Selama ini hasil karya mereka disiarkan oleh platform digital tanpa royalti. Manfaat ekonomi hanya didapat melalui adsense yang jumlahnya tidak seberapa, dan perhitungannya diatur sepenuhnya oleh aplikator. Dalam praktiknya selama ini, semua pihak membiarkan produk-produk siniar bermutu diambil secara bebas sebagai raw material yang disiarkan dalam segala platform distribusi.
Dalam pertemuan tersebut hadir wakil pemerintah, yaitu Direktur Hak Cipta dan Desain Industri Kementerian Hukum RI, Agung Darmasasongko dan anggota Dewan Pers Dahlan Dahi. Pemerintah mendukung pemenuhan hak ekonomi bagi konten kreator siniar agar pembuatan konten jurnalistik itu turut mendapat manfaat ketika konten mereka digunakan oleh platform.

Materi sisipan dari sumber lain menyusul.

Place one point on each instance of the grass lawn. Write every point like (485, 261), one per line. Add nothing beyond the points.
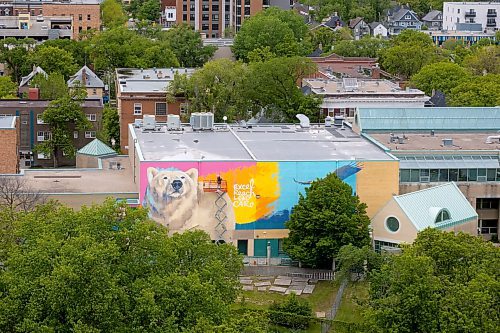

Direktur Hak Cipta dan Desain Industri Kementerian Hukum RI, Agung Darmasasongko mengatakan, media massa termasuk podcast jurnalistik perlu mendapat sharing yang jelas tidak hanya sekedar bagi hasil iklan. Perambah, aplikator, dan agregator telah memanfaatkan konten podcast untuk menjaring iklan tinggi, tetapi tidak berbagi "hak siar" kepada pemiliknya, kecuali hanya adsense saja. "Itu tidak fair. Pemerintah saya kira harus turun tangan” katanya.
Menurut data, sepanjang tahun 2025 operasional Google di Indonesia menghasilkan keuntungan Rp71 Triliun, namun hanya dishare kepada konten kreator sebesar Rp100 miliar melalui adsense. Dan ketika materi tersebut di-clipper orang lain sebagai raw material, pemilik aslinya tidak mendapatkan apa-apa lagi.
Founder podcast Akbar Faizal Uncensored, Akbar Faizal mengatakan, skema berbagi royalti telah dipraktikkan di luar negeri, di mana para konten kreator mendapat bagian dari hak siar di luar adsense. Pihaknya mendesak agar pemerintah menggunakan otoritasnya memaksa platform agar berlaku fair. “Hal ini akan terwujud kalau undang-undangnya jelas,” katanya.
Anggota Dewan Pers, Dahlan Dahi menegaskan pentingnya kehadiran negara sebelum produk jurnalisme bermutu mati pelan-pelan. “Kita ada masalah besar tentang bagaimana membiayai jurnalisme. Kalau mereka harus dibiayai negara maka independensi akan tinggal kenangan. Royalti adalah cara yang adil,” katanya.
Selama ini Google terus meningkatkan laba dengan menjaring 81 persen kue iklan di Indonesia dan di saat yang sama menggerus bagian media mainstream dan konten kreator. Padahal Google tidak memiliki konten spesifik, hanya menayangkan milik konten kreator tersebut. “Kalau hal ini dibiarkan maka tak ada masa depan bagi pers berkualitas,” katanya.
Para konten kreator meneken komunike bersama yang berisi desakan agar pemerintah segera turun tangan. Para konten kreator yang hadir adalah Akbar Faizal (Podcast Akbar Faizal Uncensored), Budi Adiputro (Podcast Total Politik), Dapid Nurdiansyah (Podcast Rhenald Kasali), Andhita Sarasati (Podcast Nalar TV), Rory Asyari (Podcast Rory Asyari), Bambang Widjojanto (Podcast Bambang Widjojanto), dan Fristian Griec (Podcas Fristian Griec Media).